To verify the data integrity of the tasks you're performing in addition to running the tasks themselves, you can use the --check_integrity
flag:
lm_eval --model openai \
--model_args engine=davinci \
--tasks lambada_openai,hellaswag \
--check_integrity
For models loaded with the HuggingFace transformers
library, any arguments provided via --model_args
get passed to the relevant constructor directly. This means that anything you can do with AutoModel
can be done with our library. For example, you can pass a local path via pretrained=
or use models finetuned with PEFT by taking the call you would run to evaluate the base model and add ,peft=PATH
to the model_args
argument:
lm_eval --model hf \
--model_args pretrained=EleutherAI/gpt-j-6b,parallelize=True,load_in_4bit=True,peft=nomic-ai/gpt4all-j-lora \
--tasks openbookqa,arc_easy,winogrande,hellaswag,arc_challenge,piqa,boolq \
--device cuda:0
GPTQ quantized models can be loaded by specifying their file names in ,gptq=NAME
(or ,gptq=True
for default names) in the model_args
argument:
lm_eval --model hf \
--model_args pretrained=model-name-or-path,gptq=model.safetensors,gptq_use_triton=True \
--tasks hellaswag
We support wildcards in task names, for example you can run all of the machine-translated lambada tasks via --task lambada_openai_mt_*
.
To save evaluation results provide an --output_path
. We also support logging model responses with the --log_samples
flag for post-hoc analysis.
Additionally, one can provide a directory with --use_cache
to cache the results of prior runs. This allows you to avoid repeated execution of the same (model, task) pairs for re-scoring.

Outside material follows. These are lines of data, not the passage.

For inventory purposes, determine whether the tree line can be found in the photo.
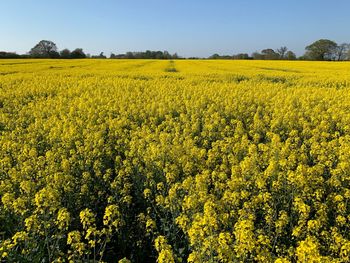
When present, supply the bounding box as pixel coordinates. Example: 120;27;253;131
0;39;350;61
209;39;350;61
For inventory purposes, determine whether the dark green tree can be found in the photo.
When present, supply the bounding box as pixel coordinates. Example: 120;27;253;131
29;40;59;58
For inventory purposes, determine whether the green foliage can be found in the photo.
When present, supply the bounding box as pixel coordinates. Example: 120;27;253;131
0;60;350;263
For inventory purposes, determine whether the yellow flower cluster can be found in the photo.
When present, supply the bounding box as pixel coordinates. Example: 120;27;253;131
0;59;350;263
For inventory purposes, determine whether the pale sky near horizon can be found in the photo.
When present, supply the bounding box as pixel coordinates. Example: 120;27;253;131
0;0;350;57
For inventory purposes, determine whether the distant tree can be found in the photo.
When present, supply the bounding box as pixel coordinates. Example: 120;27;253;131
29;40;59;58
277;47;288;59
261;48;279;60
60;48;71;59
335;43;350;61
305;39;338;60
285;50;297;60
70;48;86;59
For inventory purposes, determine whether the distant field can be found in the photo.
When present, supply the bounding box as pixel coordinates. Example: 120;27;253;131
0;59;350;263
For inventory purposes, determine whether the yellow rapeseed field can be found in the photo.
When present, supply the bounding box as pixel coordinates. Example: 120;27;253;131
0;59;350;263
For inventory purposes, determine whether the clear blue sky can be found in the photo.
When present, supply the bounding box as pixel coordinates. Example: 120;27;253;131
0;0;350;56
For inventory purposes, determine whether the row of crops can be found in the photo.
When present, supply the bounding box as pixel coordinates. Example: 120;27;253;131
0;60;350;263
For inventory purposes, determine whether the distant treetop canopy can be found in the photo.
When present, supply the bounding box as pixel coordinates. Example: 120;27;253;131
0;39;350;61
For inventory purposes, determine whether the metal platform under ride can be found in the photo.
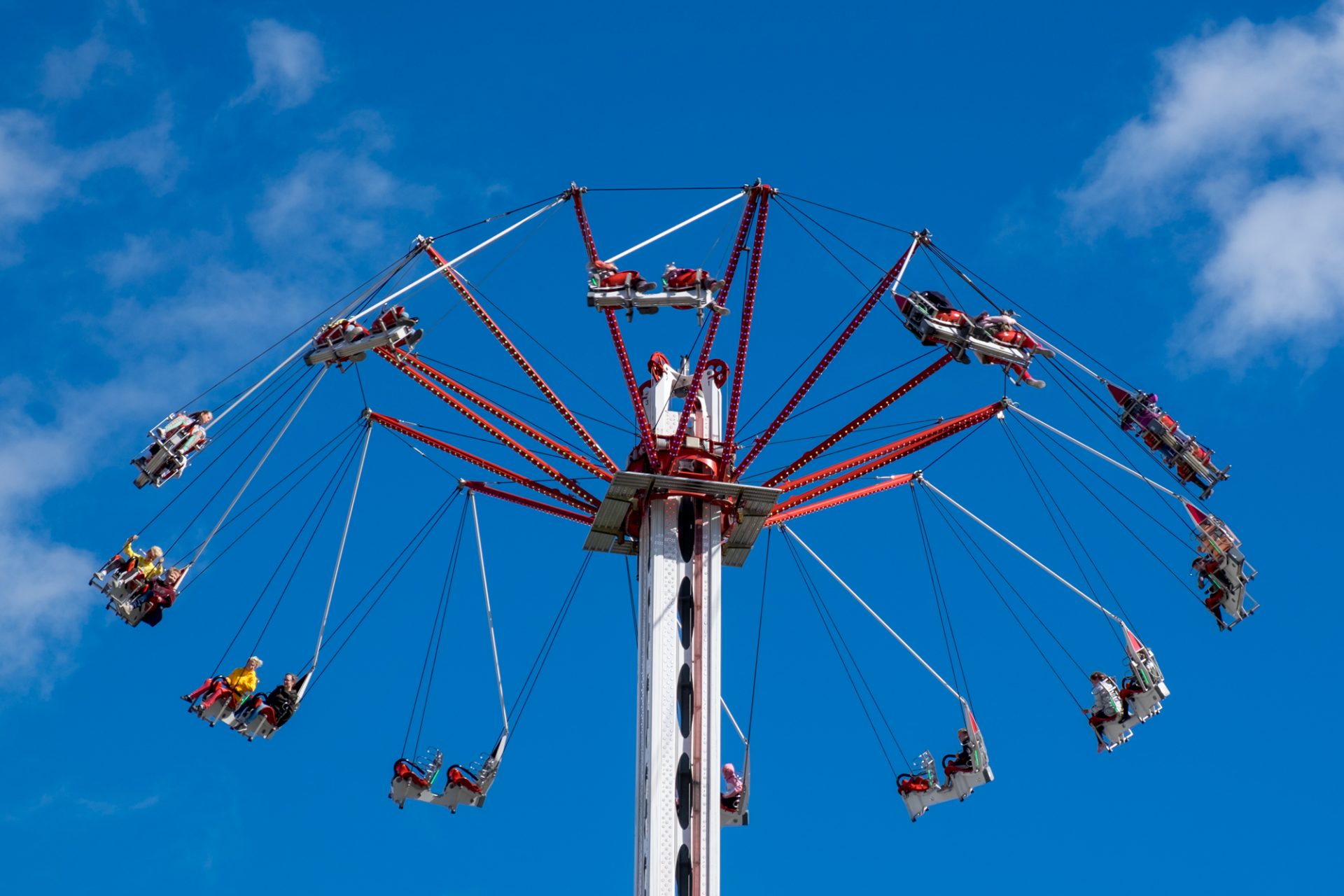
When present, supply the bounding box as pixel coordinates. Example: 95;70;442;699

For a full list of supported arguments, check out the interface guide in our documentation!
For more information on the library and how everything fits together, check out all of our documentation pages! We plan to post a larger roadmap of desired + planned library improvements soon, with more information on how contributors can help.
You can also ask for help, or discuss new features with the maintainers in the #lm-thunderdome channel of the EleutherAI discord! If you've used the library and have had a positive (or negative) experience, we'd love to hear from you!
To implement a new task in the eval harness, see this guide.
In general, we following the following priority list for addressing concerns about prompting and other eval details:
- If there is widespread agreement among people who train LLMs, use the agreed upon procedure.
- If there is a clear and unambiguous official implementation, use that procedure.
- If there is widespread agreement among people who evaluate LLMs, use the agreed upon procedure.
- If there are multiple common implementations but not universal or widespread agreement, use our preferred option among the common implementations. As before, prioritize choosing from among the implementations found in LLM training papers.
These are guidelines and not rules, and can be overruled in special circumstances.
We try to prioritize agreement with the procedures used by other groups to decrease the harm when people inevitably compare runs across different papers despite our discouragement of the practice. Historically, we also prioritized the implementation from "Language Models are Few Shot Learners" as our original goal was specifically to compare results with that paper.